Comment expliquer ce changement d'attitude entre les deux pays ? Chacun a fait un pas vers l'autre. D'un côté, Emmanuel Macron est sorti du déni. La France a longtemps fermé les yeux sur ses responsabilités lors du génocide, surtout sous François Mitterrand où une véritable chape de plomb avait été posée sur cette période. Les historiens parlent même "d'aveuglement". Même si Nicolas Sarkozy avait évoqué, en 2010, les "erreurs politiques" de la France, Emmanuel Macron a été le premier à demander un rapport sur le rôle de la France au Rwanda dans les années 90. Et ce rapport Duclert, rendu en mars, a été le tournant. Il a ouvert la voie à la réconciliation. Les historiens qui l'ont réalisé ont conclu aux responsabilités "indéniables, lourdes et accablantes" de Paris. Le document de plus de 1 000 pages souligne "la faillite de la France" car les autorités françaises ont soutenu le régime "raciste, corrompu et violent" du président hutu Juvénal Habyarimana, proche de François Mitterrand. Le rapport juge également que la France a "réagi tardivement" avec l'opération militaro-humanitaire turquoise, lancée en juin 1994. Si celle-ci, explique le rapport, "a permis de sauver de nombreuses vies", elle n'a pas permis de sauver "la très grande majorité des Tutsis du Rwanda exterminés dès les premières semaines du génocide." La complicité de génocide n'a toutefois pas été retenue.
De l'autre côté, Paul Kagamé, a commandé un rapport (Muse) qui considère que la France a eu une part "active" dans le génocide des Tutsis. Pour le président rwandais, ces deux rapports convergent. Il a donc accepté de renoncer à certaines demandes : "Je peux m’accommoder des conclusions de ce rapport [Duclert]", même si la “complicité” de la France a été écartée. Il qualifie les conclusions des historiens français de "grand pas en avant."
Emmanuel Macron au Rwanda
Pour consolider cette nouvelle relation, Emmanuel Macron a annoncé se rendre au Rwanda le 27 mai. Il devrait prononcer un discours que l'Elysée promet "majeur". Va-t-il prononcer des excuses ? Le Monde a posé la question à Paul Kagamé lundi 17 mai : "Je laisse au président Macron le choix des mots.
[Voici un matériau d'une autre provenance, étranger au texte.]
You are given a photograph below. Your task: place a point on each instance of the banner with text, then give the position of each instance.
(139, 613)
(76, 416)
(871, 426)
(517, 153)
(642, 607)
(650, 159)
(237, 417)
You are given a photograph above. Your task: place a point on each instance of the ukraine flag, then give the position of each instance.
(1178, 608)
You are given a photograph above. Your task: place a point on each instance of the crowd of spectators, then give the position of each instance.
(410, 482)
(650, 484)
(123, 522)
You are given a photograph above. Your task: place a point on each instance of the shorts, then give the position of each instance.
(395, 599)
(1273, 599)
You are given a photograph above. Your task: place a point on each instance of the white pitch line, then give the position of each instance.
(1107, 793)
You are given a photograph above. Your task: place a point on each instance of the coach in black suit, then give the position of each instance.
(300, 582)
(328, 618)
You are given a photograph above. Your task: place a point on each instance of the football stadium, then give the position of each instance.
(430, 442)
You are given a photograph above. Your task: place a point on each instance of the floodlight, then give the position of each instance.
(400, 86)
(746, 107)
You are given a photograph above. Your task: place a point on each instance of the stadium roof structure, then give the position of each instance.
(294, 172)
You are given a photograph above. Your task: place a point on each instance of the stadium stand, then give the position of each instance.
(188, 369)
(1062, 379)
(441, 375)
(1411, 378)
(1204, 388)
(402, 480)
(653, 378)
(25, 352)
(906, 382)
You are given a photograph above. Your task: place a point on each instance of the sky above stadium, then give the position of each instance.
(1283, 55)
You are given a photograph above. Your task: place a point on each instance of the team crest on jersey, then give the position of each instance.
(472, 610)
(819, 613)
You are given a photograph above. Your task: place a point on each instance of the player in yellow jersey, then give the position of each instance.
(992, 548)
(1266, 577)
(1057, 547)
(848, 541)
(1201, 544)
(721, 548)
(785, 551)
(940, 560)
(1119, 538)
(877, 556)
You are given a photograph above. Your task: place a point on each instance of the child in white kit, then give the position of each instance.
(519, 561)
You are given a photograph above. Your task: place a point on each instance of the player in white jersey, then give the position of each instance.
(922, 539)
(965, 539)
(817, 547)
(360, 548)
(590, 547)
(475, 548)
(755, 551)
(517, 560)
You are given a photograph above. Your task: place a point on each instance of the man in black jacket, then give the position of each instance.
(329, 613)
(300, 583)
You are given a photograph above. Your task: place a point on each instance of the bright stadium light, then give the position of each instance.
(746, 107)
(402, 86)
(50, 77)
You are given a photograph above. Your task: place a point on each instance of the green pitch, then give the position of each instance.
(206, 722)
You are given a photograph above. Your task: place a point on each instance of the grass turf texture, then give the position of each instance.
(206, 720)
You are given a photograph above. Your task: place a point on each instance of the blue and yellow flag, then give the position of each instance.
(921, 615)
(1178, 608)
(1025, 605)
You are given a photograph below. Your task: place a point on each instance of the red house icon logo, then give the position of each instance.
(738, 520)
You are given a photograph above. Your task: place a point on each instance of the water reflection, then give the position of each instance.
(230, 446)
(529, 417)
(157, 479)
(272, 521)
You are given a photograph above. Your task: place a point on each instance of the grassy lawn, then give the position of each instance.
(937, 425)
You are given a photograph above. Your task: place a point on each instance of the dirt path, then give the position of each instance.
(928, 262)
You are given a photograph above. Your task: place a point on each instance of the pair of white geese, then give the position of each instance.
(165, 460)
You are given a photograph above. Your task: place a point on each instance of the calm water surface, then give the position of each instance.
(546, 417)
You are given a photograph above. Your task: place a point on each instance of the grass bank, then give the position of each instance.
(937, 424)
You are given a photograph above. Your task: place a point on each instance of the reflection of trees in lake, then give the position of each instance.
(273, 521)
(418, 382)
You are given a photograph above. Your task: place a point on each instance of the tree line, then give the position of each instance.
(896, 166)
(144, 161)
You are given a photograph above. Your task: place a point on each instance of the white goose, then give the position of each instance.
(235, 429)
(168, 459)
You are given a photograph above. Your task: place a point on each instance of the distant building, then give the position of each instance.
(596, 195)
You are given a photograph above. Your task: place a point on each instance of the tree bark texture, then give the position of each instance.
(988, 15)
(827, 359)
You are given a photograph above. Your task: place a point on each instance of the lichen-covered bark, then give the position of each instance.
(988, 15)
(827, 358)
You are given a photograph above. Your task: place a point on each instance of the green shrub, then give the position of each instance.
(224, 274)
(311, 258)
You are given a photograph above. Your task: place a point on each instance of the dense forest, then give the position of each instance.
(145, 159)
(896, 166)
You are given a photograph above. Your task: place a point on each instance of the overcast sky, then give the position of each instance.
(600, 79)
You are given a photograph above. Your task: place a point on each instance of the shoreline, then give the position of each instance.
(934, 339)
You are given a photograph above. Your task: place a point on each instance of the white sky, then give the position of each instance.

Des excuses ne peuvent pas venir à la demande." On voit bien que le Rwandais laisse diplomatiquement le choix au Français mais que le message attendu doit être à la hauteur.
"Normalisation, approfondissement de la relation ", dans les équipes de Kagamé, comme dans celles d’Emmanuel Macron, tout indique qu'ils empruntent ensemble un nouveau chemin. D'ailleurs un ambassadeur de France devrait être nommé à Kigali, le poste est vacant depuis 2015. Reste un épineux dossier : les présumés génocidaires qui vivent actuellement en France. L’année dernière, le financier présumé du génocide, Félicien Kabuga, a par exemple été arrêté en banlieue parisienne. "C’est un bon début", pour Paul Kagamé. Il aurait espéré plus, "un certain nombre de présumés génocidaires vivent en France" et "leurs cas n’ont pas été traités correctement."